Masih berpikir ulang untuk mengikuti kegiatan ini pada awalnya. Deadline TA suka ga kira-kira, kelas fotografi juga harus banyak survey ke berbagai tempat. Akhirnya saya memutuskan daftar pada hari terakhir, jam-jam terakhir saat saya browsing sambil bengong. Tadaaaa... sudah satu minggu emailnya sampai di inbox saya, ternyata baru saya buka di H-2 briefing, saya terpilih sebagai salah satu relawan. Katanya terseleksi dari 1400 pendaftar menjadi salah satu dari 900 orang.

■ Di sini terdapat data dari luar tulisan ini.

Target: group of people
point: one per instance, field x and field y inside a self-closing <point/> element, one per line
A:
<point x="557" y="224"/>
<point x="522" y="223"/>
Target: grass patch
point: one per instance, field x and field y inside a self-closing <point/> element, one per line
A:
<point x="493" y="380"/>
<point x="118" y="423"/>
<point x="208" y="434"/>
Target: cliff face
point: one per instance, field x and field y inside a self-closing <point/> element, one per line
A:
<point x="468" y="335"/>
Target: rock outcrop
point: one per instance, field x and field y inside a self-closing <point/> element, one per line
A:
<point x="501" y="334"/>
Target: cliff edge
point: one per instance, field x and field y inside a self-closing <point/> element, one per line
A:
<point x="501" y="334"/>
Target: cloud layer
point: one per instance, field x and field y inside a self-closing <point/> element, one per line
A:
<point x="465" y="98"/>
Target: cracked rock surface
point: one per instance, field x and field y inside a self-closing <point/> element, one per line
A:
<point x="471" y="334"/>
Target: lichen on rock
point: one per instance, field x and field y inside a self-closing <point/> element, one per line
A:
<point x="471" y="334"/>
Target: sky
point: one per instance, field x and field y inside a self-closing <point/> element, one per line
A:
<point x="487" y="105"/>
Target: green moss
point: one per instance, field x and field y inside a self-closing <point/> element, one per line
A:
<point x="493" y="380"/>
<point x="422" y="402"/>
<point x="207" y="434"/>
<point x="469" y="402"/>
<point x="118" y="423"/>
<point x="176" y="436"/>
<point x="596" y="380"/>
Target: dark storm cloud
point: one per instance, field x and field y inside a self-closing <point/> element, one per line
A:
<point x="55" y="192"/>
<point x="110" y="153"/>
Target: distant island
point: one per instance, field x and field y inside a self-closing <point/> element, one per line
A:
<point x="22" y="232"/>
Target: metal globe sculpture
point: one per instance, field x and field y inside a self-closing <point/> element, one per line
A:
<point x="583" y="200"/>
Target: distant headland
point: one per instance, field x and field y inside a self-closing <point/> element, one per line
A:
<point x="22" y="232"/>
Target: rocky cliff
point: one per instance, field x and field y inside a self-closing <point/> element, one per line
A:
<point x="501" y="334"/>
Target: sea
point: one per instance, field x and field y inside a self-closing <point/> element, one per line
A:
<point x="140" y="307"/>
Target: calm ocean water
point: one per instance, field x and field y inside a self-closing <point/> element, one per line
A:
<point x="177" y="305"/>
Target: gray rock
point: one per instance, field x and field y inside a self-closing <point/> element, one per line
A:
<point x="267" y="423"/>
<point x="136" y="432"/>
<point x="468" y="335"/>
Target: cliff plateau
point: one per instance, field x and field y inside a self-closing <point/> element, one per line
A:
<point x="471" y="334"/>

Ternyataaa... Kelas Inspirasi super seru!
Mulai dari briefing, diskusi whatsapp, survey sekolah hingga rapat dan ngobrol lucu bareng relawan lainnya menjadi hal baru yang sangat saya suka. Ga disangka, kelompok saya sangat kompak, mandiri, inisiatif tinggi dan fasilnya juga mirip banget sama temen saya si Garin (Cieh Kak Rayii~). Saya jadi yang paling muda di tengah-tengah inspirator yang kebanyakan sudah bekerja (hohooo~) Dari mereka sebenarnya saya belajar banyak. Saya di tahap sangat dekat dengan meraih cita-cita saya. Pertanyaan besarnya, bisakah saya pertahankan semangat saya untuk mencapai sana? Sudahkah saya berpikir akan menjadi apa nanti? Apa sebenarnya cita-cita saya?

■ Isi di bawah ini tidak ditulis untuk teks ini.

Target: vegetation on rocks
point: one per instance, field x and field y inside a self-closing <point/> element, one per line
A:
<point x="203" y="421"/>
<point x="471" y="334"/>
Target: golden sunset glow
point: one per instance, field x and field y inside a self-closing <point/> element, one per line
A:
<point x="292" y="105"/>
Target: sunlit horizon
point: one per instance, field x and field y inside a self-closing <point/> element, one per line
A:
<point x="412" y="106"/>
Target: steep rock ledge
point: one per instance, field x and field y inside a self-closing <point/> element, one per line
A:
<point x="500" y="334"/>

Terima kasiih untuk penggagas kelas inspirasi dan kelompok 37, Kak Rayi, Kak Ria, Kak Tatie,Kak Fay, Kak Avni, Bu Linda, Bu Ari, Kak Lita, Kak Dian, Kak Hessah, Kak Ariana, Kak Bigga walaupun belum bisa ketemu langsung, Kak Iwan yang maaf belum saya gambarin hhee dan Bobby yang ga saya sangka mau bantu-bantuin ambil foto. Terima kasiiih~~
Saya belajar banyaak, sangat banyaak. Terima kasih atas pengalaman menyenangkannya. Mudah-mudahan tidak terjadi hanya sekali seumur hidup yaa..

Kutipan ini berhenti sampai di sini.